When asked for his views on the comments, the prime minister told politics.co.uk : "I don't think we want a Conservative government, let's be honest about that.
"But the choice is between a Labour government and a Conservative government. You're not going to end up with one of the minor parties running the government - no matter how keen you are to see their interests represented and no matter how interesting some of their policies may be.
"So I think what he [Lord Mandelson] is saying is if you don't want a Conservative government make sure you don't get one.
"I want everybody to vote Labour and I want people to vote for our party, and I want our vote to be the highest and I want our number of seats to be the highest.
"But if people don't want a Conservative government then they must make sure they don't allow the Conservatives in."
The comments go even further than those made by the transport secretary Lord Adonis, who raised the sensitive issue of tactical voting in a provocative article in the Independent on Friday morning.
In an article for the newspaper he wrote: "To avoid a Tory government after May 6th, it is vital to grasp now the fundamental Labour-Lib Dem identity of interest.

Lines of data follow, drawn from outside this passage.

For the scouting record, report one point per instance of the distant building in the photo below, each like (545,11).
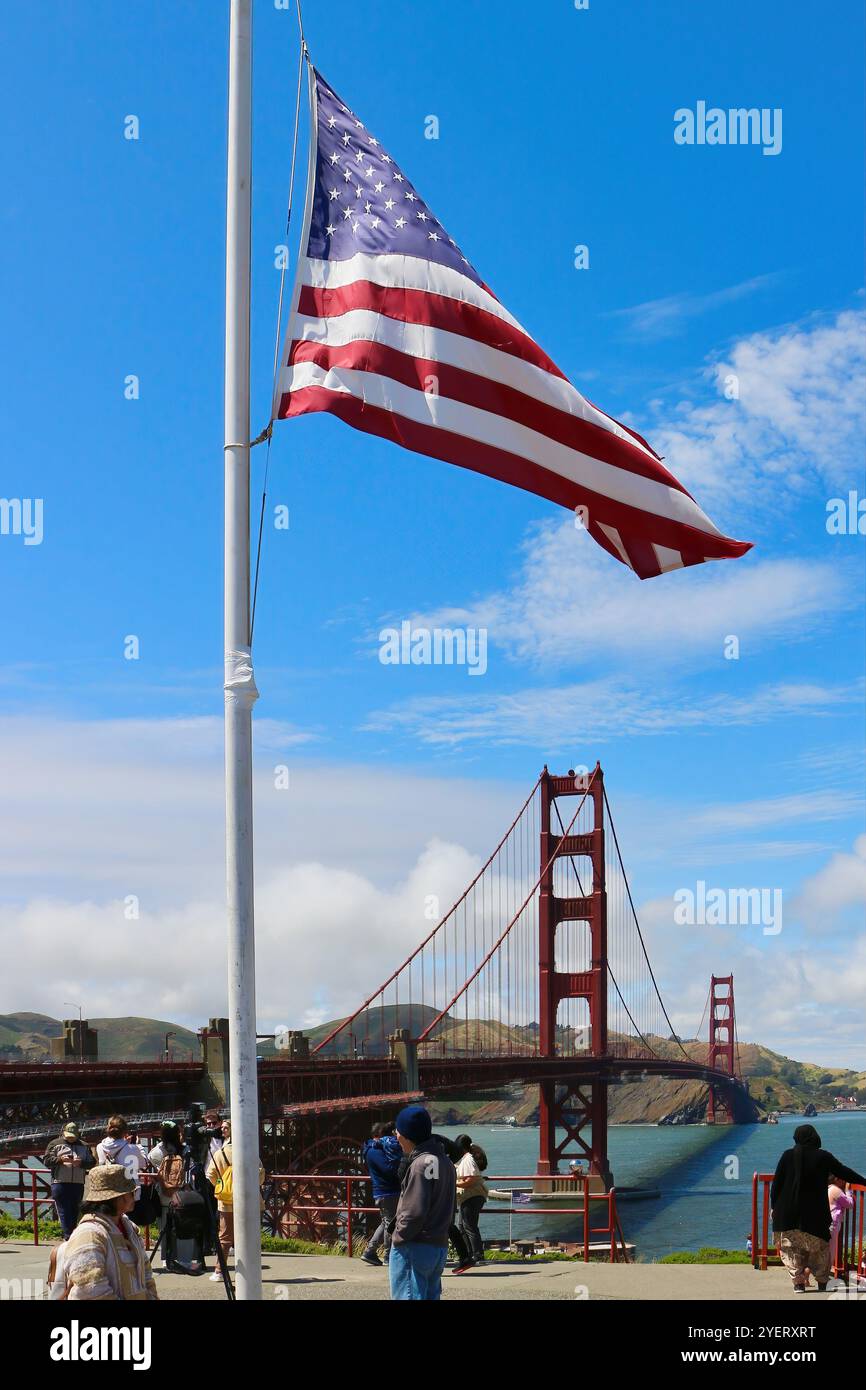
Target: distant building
(78,1043)
(844,1102)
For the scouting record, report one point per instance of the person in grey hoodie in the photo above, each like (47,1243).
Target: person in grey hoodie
(419,1243)
(117,1148)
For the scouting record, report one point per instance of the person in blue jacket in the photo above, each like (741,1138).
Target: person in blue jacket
(382,1154)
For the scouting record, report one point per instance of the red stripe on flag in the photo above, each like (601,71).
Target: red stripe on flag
(420,306)
(520,473)
(458,384)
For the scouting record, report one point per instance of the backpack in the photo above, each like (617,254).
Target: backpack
(57,1289)
(189,1214)
(223,1186)
(170,1173)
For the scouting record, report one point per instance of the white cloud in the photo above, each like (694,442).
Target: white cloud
(346,862)
(663,317)
(605,709)
(840,884)
(798,419)
(788,997)
(324,938)
(570,601)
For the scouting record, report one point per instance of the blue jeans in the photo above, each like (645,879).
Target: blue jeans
(68,1197)
(414,1272)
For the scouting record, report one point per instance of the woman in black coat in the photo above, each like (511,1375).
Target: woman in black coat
(801,1205)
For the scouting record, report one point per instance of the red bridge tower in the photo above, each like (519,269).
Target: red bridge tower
(722,1047)
(573,1107)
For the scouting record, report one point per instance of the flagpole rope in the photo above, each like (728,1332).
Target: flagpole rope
(268,430)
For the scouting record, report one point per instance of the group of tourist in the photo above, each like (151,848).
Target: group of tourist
(808,1201)
(102,1201)
(430,1191)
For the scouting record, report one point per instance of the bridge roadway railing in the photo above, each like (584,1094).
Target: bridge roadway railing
(850,1257)
(324,1208)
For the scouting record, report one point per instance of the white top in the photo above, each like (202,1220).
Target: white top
(470,1182)
(131,1157)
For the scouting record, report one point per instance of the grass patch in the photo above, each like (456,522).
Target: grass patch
(14,1229)
(706,1255)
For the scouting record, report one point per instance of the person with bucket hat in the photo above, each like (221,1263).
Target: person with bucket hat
(426,1207)
(70,1161)
(104,1258)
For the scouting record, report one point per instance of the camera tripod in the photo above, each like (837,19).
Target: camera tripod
(211,1228)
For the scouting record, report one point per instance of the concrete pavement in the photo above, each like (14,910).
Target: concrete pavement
(334,1278)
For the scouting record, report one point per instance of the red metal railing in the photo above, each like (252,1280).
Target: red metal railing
(851,1244)
(20,1198)
(34,1178)
(323,1214)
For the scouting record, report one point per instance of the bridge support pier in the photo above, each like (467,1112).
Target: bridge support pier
(573,1107)
(720,1105)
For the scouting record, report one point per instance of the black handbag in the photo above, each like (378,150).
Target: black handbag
(189,1214)
(146,1211)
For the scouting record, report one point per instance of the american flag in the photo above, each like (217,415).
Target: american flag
(395,332)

This can best be served by Labour coming out of the election as strong as possible, able to form a government.
Lord Adonis added: "In Labour-Tory marginals, a vote for the Lib Dems is a vote which helps the Tories against progressive policies. And in Labour-Lib Dem marginals every Labour MP returned is a seat in the Commons more likely to put Labour ahead of the Tories and therefore better placed to form a government."

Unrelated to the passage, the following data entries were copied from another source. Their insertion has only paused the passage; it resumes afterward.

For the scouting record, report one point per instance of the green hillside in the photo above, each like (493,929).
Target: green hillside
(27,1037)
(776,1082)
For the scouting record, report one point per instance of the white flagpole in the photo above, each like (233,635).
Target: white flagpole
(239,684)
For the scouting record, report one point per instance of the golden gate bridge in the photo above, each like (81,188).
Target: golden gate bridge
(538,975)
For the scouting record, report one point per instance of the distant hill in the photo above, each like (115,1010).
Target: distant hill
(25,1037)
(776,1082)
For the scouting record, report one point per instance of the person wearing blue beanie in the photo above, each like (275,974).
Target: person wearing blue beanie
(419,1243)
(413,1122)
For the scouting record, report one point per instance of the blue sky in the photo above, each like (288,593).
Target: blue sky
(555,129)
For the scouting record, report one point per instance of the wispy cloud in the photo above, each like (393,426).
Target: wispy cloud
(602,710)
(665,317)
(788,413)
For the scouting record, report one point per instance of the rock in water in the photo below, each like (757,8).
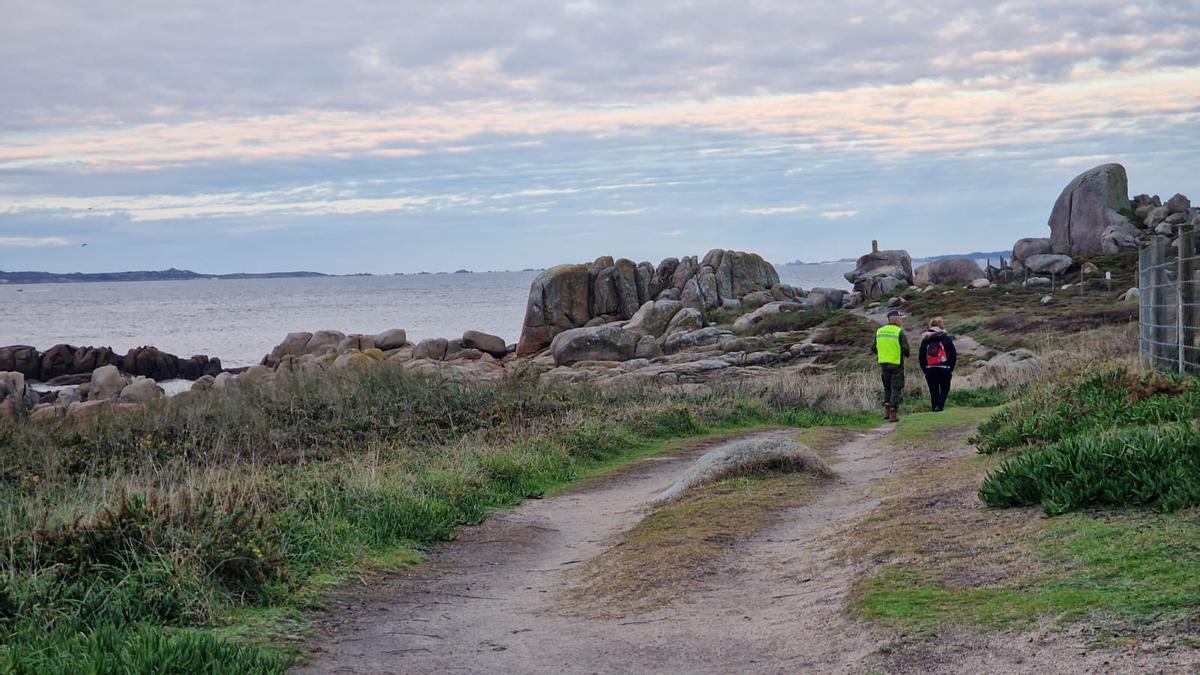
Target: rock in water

The comments are in direct contrast to the sentiments of Tony Blair before the 1997 general election.
During the 1997 campaign, activists who called for voters to vote Lib Dem to get the Tories out of power were expelled for breaking Labour party rules.
The Lib Dems have reacted furiously at being called a minor party as well as the suggestion that a vote for the Liberal Democrats would lead to another five years of a Gordon Brown-led Labour government.
The Tories are targeting a number of potentially vulnerable seats in the south-west including Somerton and Frome, Bristol North West and Taunton Deane, where the election contest is a straight fight between the Conservative and Lib Dems.
Lib Dem home affairs spokesman and former leadership hopeful Chris Huhne's seat in Eastleigh, where he is defending a majority of just 530, is also highly vulnerable. He is number 11 on the Tories' overall target list.
The Lib Dems are also weakened in Cornwall. Two seats with radical boundary changes in central Cornwall, Truro & Falmouth and St Austell and Newquay, will hit long-time incumbent Matthew Taylor's vote, while Colin Breed is standing down in Cornwall South East.
A senior Lib Dem source said: "As the Independent's front cover on Friday shows, Labour are sending out mixed messages on this all the time.
"Brown is more mealy mouthed than some of his colleagues. But I think people will see it as the partisan posturing it really is.
"We're not going to give a running commentary on the latest desperate tactic of Labour HQ, just keep campaigning for every vote for the Liberal Democrats!"